There is also no indication that Petitioner has been granted leave to file a second or successive habeas corpus petition by the United States Court of Appeals for the Third Circuit. Consequently, under the standards announced in McCleskey and the requirements set forth in § 2244(a), Elliott's pending case is a second or successive petition which cannot be entertained by this Court.
Respondent also asserts that Petitioner's challenge to the legality of his removal proceedings should be dismissed for lack of jurisdiction "because it is untimely." Doc. 9 at 2. As previously noted, Elliott's pending action seeks federal habeas corpus relief based upon a denial of due process which purportedly arose during the course of his 1999 removal proceedings. The REAL ID Act of 2005 amended section 242(a) of the Immigration and Nationality Act (INA) to provide that the sole and exclusive means to review an order of removal shall be by petition for review in the appropriate court of appeals. See 8 U.S.C. § 1252(a)(5). This amendment became effective on May 11, 2005.

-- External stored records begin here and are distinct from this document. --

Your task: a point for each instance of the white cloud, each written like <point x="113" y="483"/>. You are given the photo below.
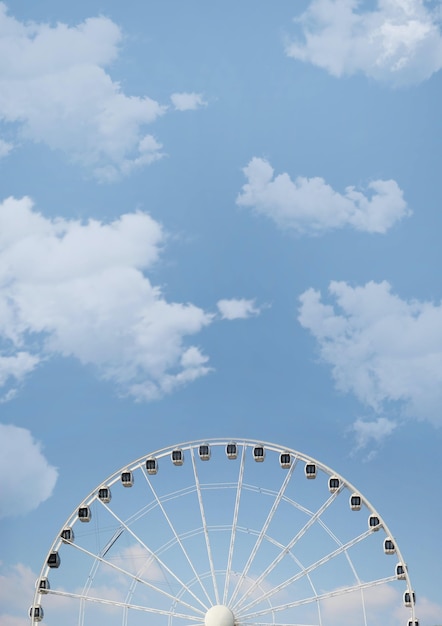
<point x="53" y="85"/>
<point x="310" y="205"/>
<point x="5" y="148"/>
<point x="398" y="42"/>
<point x="237" y="308"/>
<point x="383" y="605"/>
<point x="381" y="348"/>
<point x="74" y="289"/>
<point x="187" y="101"/>
<point x="30" y="477"/>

Petitions for review filed with the proper court of appeals within the first thirty (30) days after issuance of an order of removal are now the sole vehicle whereby aliens can challenge their removal. Kolkevich v. Attorney General of the United States, 501 F.3d 323, 329 (3d Cir. 2007). Elliott acknowledges that he was removed from this country during October, 2001. See doc. 1 at 14. Kolkevich added that a petitioner whose final order of removal was entered prior to the effective date of the Real ID Act, had thirty (30) days following the enactment date in which to seek relief. As noted by Judge Conaboy's May 12, 2010 Memorandum and Order which addressed Elliott's previously filed § 2241 petition, even though Petitioner's action is "not explicitly styled" as challenging the legality of a removal order, it nonetheless seeks essentially the same relief, and as such, this District Court lacks jurisdiction to entertain Petitioner's claim of illegal removal under the Real ID Act since it is both untimely and can only be presented before the appropriate Court of Appeals. See Jimminez v. Holder, 338 Fed. Appx. 194, 196 (3d Cir. 2009).*fn5
Illegal Re-entry Conviction
The remaining portion of Elliott's action collaterally challenges his 2005 federal conviction for illegal re-entry on the basis that it was premised upon his illegal removal from this country. Respondent notes that following Judge Conaboy's dismissal of his earlier § 2241 action, Elliott filed a request for leave to file a second or successive § 2255 action which was dismissed by the Third Circuit Court of Appeals on August 24, 2010. See doc. 9 at 2. Based upon that dismissal and the reasons previously discussed by Judge Conaboy, Respondent concludes that this Court lacks jurisdiction to address Petitioner's latest challenge to his 2005 federal conviction.
A federal prisoner challenging the validity of a federal conviction, and not the execution of his sentence, is generally limited to seeking relief by way of a motion pursuant to § 2255. In re Dorsainvil, 119 F.3d 245, 249 (3d Cir. 1997); Russell v. Martinez, No. 08-3898, 2009 WL 1154194, at *2 (3d Cir. Apr. 30, 2009)("a section 2255 motion filed in the sentencing court is the presumptive means for a federal prisoner to challenge the validity of a conviction or sentence"). Petitioner has already unsuccessfully sought § 2255 relief regarding his 2005 federal conviction. See Elliott v. United States, Civil No. 1:07-CV-1458 (Conner, J.). There is no indication that he has been granted leave to file a second or successive § 2255 action.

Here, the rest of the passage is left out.